Within the pack 1: On the couch

6 July, 2008

in at home,dogs

To live with many dogs is to be part of a pack. Much emphasis is placed, in the dog training literature and media, on being the pack leader, keeping the many in line to exercise your will. By and large, this is what the pack leader does, and is paid back in adoration, grooming and being followed round by dogs. To summarise only thus far, however, is to ignore the functioning of the pack as entity and to consider the ways in which it expresses its collective will.

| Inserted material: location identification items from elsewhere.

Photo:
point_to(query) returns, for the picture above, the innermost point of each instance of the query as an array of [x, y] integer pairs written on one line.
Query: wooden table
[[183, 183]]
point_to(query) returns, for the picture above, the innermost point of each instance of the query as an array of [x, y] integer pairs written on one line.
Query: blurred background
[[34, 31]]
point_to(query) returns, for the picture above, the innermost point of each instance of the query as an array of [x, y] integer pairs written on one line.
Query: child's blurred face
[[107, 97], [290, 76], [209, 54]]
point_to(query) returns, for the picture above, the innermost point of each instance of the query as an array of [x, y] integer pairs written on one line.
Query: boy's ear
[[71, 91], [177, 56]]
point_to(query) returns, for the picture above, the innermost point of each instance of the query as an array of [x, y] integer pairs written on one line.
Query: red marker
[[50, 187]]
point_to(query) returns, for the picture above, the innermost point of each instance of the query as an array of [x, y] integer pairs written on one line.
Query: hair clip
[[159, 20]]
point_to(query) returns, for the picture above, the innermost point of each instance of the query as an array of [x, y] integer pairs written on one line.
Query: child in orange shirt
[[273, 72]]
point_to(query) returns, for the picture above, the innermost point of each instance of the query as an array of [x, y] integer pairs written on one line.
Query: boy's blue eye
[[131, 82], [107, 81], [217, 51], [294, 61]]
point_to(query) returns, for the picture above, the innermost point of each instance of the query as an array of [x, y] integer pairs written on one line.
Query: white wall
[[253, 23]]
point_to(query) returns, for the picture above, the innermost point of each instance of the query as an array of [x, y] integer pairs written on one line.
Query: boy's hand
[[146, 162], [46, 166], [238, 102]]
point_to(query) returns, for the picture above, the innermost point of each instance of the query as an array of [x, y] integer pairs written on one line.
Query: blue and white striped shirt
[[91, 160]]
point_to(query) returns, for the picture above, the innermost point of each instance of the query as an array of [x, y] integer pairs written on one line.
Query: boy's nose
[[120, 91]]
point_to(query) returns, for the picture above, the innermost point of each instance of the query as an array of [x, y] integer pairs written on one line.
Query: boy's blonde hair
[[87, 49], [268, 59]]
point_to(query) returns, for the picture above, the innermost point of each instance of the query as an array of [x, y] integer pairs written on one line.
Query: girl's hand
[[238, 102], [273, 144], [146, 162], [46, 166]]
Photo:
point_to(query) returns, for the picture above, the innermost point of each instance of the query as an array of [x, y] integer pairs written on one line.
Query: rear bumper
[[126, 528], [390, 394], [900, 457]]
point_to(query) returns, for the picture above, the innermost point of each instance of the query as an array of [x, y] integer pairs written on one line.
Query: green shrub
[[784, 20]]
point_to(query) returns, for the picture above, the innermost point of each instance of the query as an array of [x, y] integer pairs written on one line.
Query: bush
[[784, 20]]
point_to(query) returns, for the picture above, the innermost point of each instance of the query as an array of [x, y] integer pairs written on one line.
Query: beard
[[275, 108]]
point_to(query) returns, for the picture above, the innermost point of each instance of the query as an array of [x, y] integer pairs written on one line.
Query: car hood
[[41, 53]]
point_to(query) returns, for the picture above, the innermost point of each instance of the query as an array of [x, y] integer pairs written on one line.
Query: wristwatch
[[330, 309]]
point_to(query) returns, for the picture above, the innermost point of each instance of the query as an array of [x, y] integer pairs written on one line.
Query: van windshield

I may direct the pack, but the pack continually pushes back. Sometimes this is in straightforward acts of resistance: the rare not coming when called and the far more common pretending not to come when called. Sometimes the pack attempts to carry out surreptitiously what it has been told not to do. Have you ever seen a dog dig or chew while pretending it is neither digging nor chewing? Sometimes the pack will direct its junior members to carry out the forbidden acts. There are also more benign pressures. Many of us have heard the story of the pet border collies at a house party who, over the course of the evening, subtly herded all the guests into a cluster in the living room, then sat contentedly to survey their work.

If my pack had its way, my day would consist in staying very still in a selection of locations in which they could pile on top of me: the bed, the couch, the other couch. I would only get up to feed them or open the door. While pack law dictates that this wish cannot be directly expressed (by standing on the couch and barking at me, for example), it can be conveyed in other ways: through disappointed silence as I work at the desktop or in the kitchen for example; through polite and theatrically selfless waiting outside the bathroom while I shower.

Fundamentally then I see the pack as a sophisticated system that is both part of and extrinsic to its members, containing them, serving their needs and developing, over time, into a composite world view. My presence in the pack means that in many ways I live like a dog, sensitive to their social ordering and particular needs. In exchange for maintaining the pack’s solidarity, I get to be the object of their affection. This works well for both me and the señor, the pack’s adjunct senior member.